Sports are a point of contention in Gene and Finny's relationship. Gene continually describes Finny's incredible physical prowess, in addition to naming various trophies Finny has won for his athletic skill. Gene, on the other hand, mortifies Finny by only achieving the post of assistant manager for the rowing team. Gene states that he doesn't really enjoy sports, and often only plays for Finny's sake. Gene also feels (at least at one point-he's not a reliable narrator) that Finny is out to destroy him, and sees sports as Finny's way to distract Gene from his studies, causing his grades to slip. This is actually the motivation for Gene pushing Finny from the tree.

Finny's invention of blitzball highlights the dynamics of his relationship with Gene, as well as Finny's own innocent nature.
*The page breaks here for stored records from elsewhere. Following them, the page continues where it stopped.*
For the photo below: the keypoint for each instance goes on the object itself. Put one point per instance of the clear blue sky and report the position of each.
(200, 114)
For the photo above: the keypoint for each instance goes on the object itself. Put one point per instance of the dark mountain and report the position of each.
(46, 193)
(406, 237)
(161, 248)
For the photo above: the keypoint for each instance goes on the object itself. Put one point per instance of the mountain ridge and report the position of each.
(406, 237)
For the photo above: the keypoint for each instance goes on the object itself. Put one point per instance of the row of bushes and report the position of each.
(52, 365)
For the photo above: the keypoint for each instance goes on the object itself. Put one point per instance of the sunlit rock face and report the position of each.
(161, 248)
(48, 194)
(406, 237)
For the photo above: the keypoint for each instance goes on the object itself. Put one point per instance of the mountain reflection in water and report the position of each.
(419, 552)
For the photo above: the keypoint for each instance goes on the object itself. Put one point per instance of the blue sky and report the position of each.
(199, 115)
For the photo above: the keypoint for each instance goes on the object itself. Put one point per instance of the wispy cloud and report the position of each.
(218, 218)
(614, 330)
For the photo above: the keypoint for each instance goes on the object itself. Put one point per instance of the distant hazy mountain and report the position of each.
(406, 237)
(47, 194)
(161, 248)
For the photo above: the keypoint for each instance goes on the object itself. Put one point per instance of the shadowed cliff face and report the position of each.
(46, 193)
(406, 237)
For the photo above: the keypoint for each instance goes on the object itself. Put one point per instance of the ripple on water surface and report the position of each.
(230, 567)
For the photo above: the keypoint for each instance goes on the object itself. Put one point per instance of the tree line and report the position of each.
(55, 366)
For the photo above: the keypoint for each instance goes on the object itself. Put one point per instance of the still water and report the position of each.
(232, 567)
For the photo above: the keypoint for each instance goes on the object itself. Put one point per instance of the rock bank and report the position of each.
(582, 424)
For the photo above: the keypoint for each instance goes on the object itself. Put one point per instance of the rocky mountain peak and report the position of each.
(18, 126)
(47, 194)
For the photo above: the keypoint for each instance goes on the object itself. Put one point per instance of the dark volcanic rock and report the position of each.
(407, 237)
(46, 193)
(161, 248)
He creates a game simply for the love of sport, changes the rules when it suits him, and seems to be genuinely content watching others enjoy themselves as well. He is the altruistic character in the novel, giving and never asking in return. Gene, on the other hand, is thrown off-guard by the game of blitzball. He is confused by the constant changing of the rules, and ends with a feeling of frustration, which is later directed against Finny himself.  This is how their relationship develops as well.

One last note-the name of the game underscores the reality of WWII for the boys. Finny scorns the war before his accident, but later tries to join the military, almost seeking validation of his usefulness. Here though, the name "blitzball" suggests that Finny still sees the war as unreal, something beyond the walls of Devon, something that cannot touch the students. Thus, he makes a game of it.